Tracks like “Dipshit” and “Save the World” kept fans in a whirlwind with inventive precision, but it’s the closing track to Perhaps, I Suppose… that truly shined a light on what was behind Rufio’s style. Rufio’s two-minute “The Wrath” is still, to this day, the heaviest track to ever grace a pop-punk album. Part thrash, part groove, “The Wrath” is a crunchy shred fest filled with mind-altering guitar work. Did it make any sense? No. But did pop-punk fans dig it? Absolutely.
When 2003’s MCMLXXXV was announced, the entire pop-punk community waited in attention as if a new Blink-182 or New Found Glory record was about to drop. The sophomore effort was no slump, turning out to be Rufio’s biggest career success. The extravagant guitar work of Scott Sellers and Clark Domae, the roaming bass of Jon Berry and ridiculously fast and inventive drumming of Mike Jimenez had found a huge audience, allowing Rufio to tour the world.
The band’s ‘80s heavy metal influences shined through again on tracks like “Science Fiction” and “Pirate,” utilizing a dual guitar attack for both leads and licks. “Decency” is easily the album’s most shred-tastic track, however, as Rufio threw in a killer solo that lifelong metalheads could respect. Even Sum 41’s Dave ‘Brownsound’ Baksh, pop-punk’s most metal-tinged guitarist, waited until 2004’s Chuck to really let the Metallica worship fly, so Rufio were first to the punch on that front, without ever touching the sacred graces of TRL’s Top 10.

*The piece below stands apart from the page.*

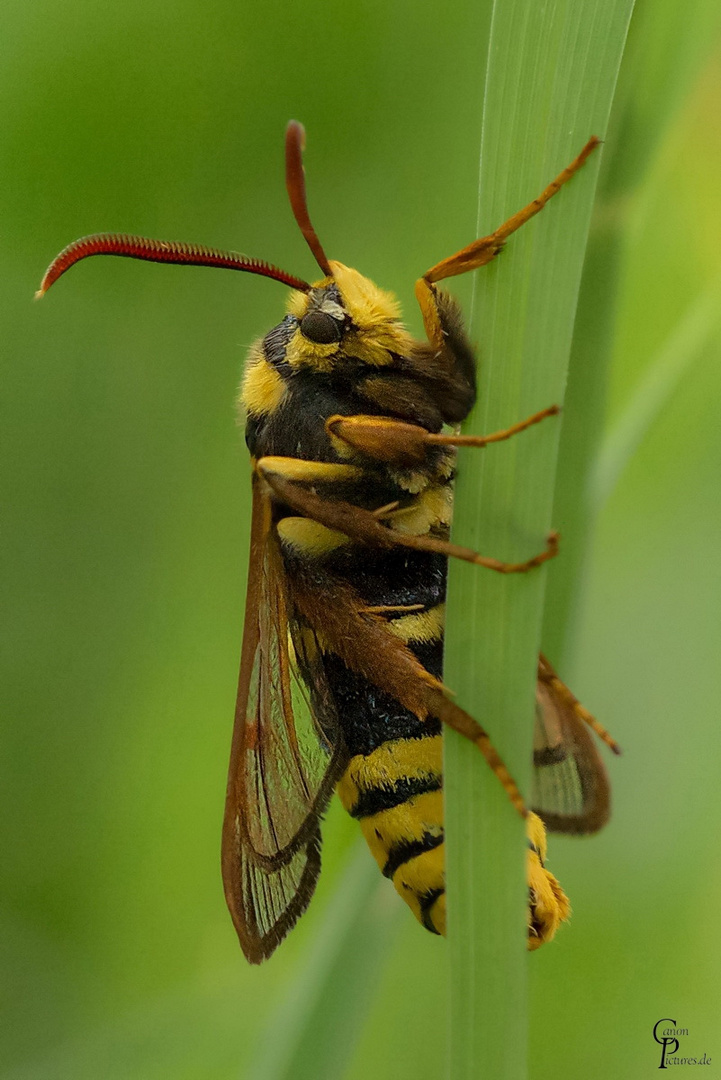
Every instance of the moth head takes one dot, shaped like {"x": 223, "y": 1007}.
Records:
{"x": 340, "y": 318}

Unfortunately for Rufio fans, the California band would cease to exist following their somewhat disappointing 2005 The Comfort of Home album. Inspired to never make the same album twice, Rufio got even more experimental with off-time vocal melodies, numerous instrumental interludes and their heaviest production by far. Though the songs didn’t connect as strongly as their two previous albums, Rufio still threw down some all-timers like “Out of Control” and “Drowning.”
The album even had some Avenged Sevenfold style metalcore riffing in “Interlude #2” and almost Iron Maiden-like back-and-forth soloing on “My Escape.” Production on The Comfort of Home sadly relied a little too much on guitar effects and caused some of the album’s most expressive work to get buried in the mix.
After breaking up in 2007, founding members Scott Sellers and Clark Domae reconstructed Rufio with a new rhythm section and delivered the infectious Anybody Out There in 2010 — a massive step up from The Comfort of Home and an album that fully embraced the warmth and bounce of modern pop-punk. Still, that didn’t stop Sellers from kicking off the album with some impressive tapping in “Little World.”
Rufio finally bit the dust in 2012, ultimately saying goodbye to a cult fan base spread across the planet. Sellers formed a new band called Mercy Street, releasing the Let Me Live album in 2014 to surprisingly little buzz despite exceptional songwriting and a very Rufio-esque sound.
On March 29 of this very year, Scott Sellers released a collection of seven tracks he had been demoing on Soundcloud called The Judge. Once again, the stylistic imprint is classic Rufio, mixing poppy tearjerkers with big choruses and technical mastery. To check out Sellers’ The Judge, head over to his Bandcamp account.
As for Rufio, their music has withstood the test of time, with the old “Above Me” skate video having accumulated well over a million views on a random YouTube channel. You’ll also find big numbers on tracks like “White Lights” and their fiendishly satisfying cover of Madonna’s “Like a Prayer” from the first ever Pop Goes Punk compilation. For fans who cross the pop-punk/metal railroad tracks, however, Rufio will always be remembered as pop-punk’s most ambitious band with a technical pedigree that none of the Green Days or All Time Lows could ever touch.